Three tillage depths (deep 250mm, shallow 100mm and Zero (restricting the seed drill depth) were used. Overall results for the CTF 30% treatment achieved a 4% crop yield increase and CTF 15% increased it to around 7%.

The crops, apart from beans, showed no general yield advantage from the deep tillage treatments. Cultivation loosening and re-compaction systems cause the most damage to the soil structure. The zero tillage plots were the most resistant to compaction by traffic.

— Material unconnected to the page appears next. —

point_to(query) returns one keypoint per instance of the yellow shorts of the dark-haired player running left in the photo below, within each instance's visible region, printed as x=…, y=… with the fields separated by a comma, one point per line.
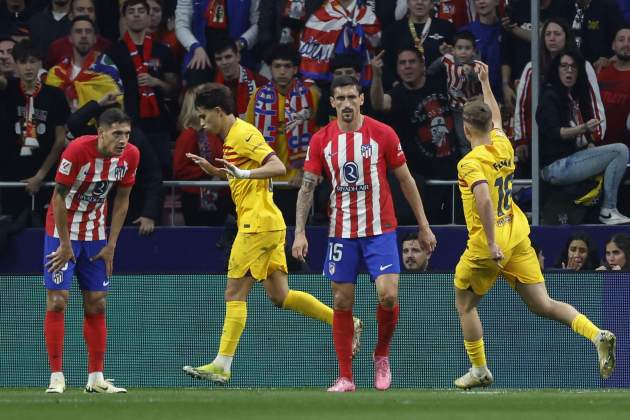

Grass silage production related trials

The Harper Adams research team have also co-operated with technical staff at other sites in the UK. These include CTF Europe (who promote and co-ordinate the adoption of controlled traffic farming practices) and SRUC (Scotlands Rural College’s Dairy Research and Innovation Centre) in studying field work systems to assess the benefits of controlled traffic farming for grass silage production.

Grassland machinery use

Matching machine widths / wheel tracks and the use of wider working widths for mowers, grass swathers, fertiliser spreaders and umbilical slurry application can now achieve trafficked areas down to 13%. Mixed farms can also make use of the same guidance systems for use with their arable cropping enterprises. Using a self-propelled forage harvester filling a rear hitched trailer from swathes windrowed after 12m mowing can get wheeled coverage down to 13.4%. A rapid convenient system for swopping the laden trailer at the headland would be advantageous in maintaining workrate. Side-loading to a tractor- drawn trailer running in an adjacent traffic lane 9m away is not feasible. Workrate also suffers if CTF prevents the use of the shortest route for laden trailers getting to the field exit. The recent development of on-board tyre pressure adjustment systems can now facilitate use of reduced trailer tyre pressures when in the field.

Summary

Overall, the ongoing research confirms that both soil structures and yields improve as the result of a reduced traffic and tillage system. The further development and adoption of CTF techniques will help the agriculture industry to treat its precious soil assets with the respect they deserve.

A detailed interactive technical discussion followed around the research and its implications for established farming practices everywhere.

The meeting closed with sincere thanks to Dr. Misiewicz for her excellent / most enjoyable presentation and to AFBI for use of their impressive venue.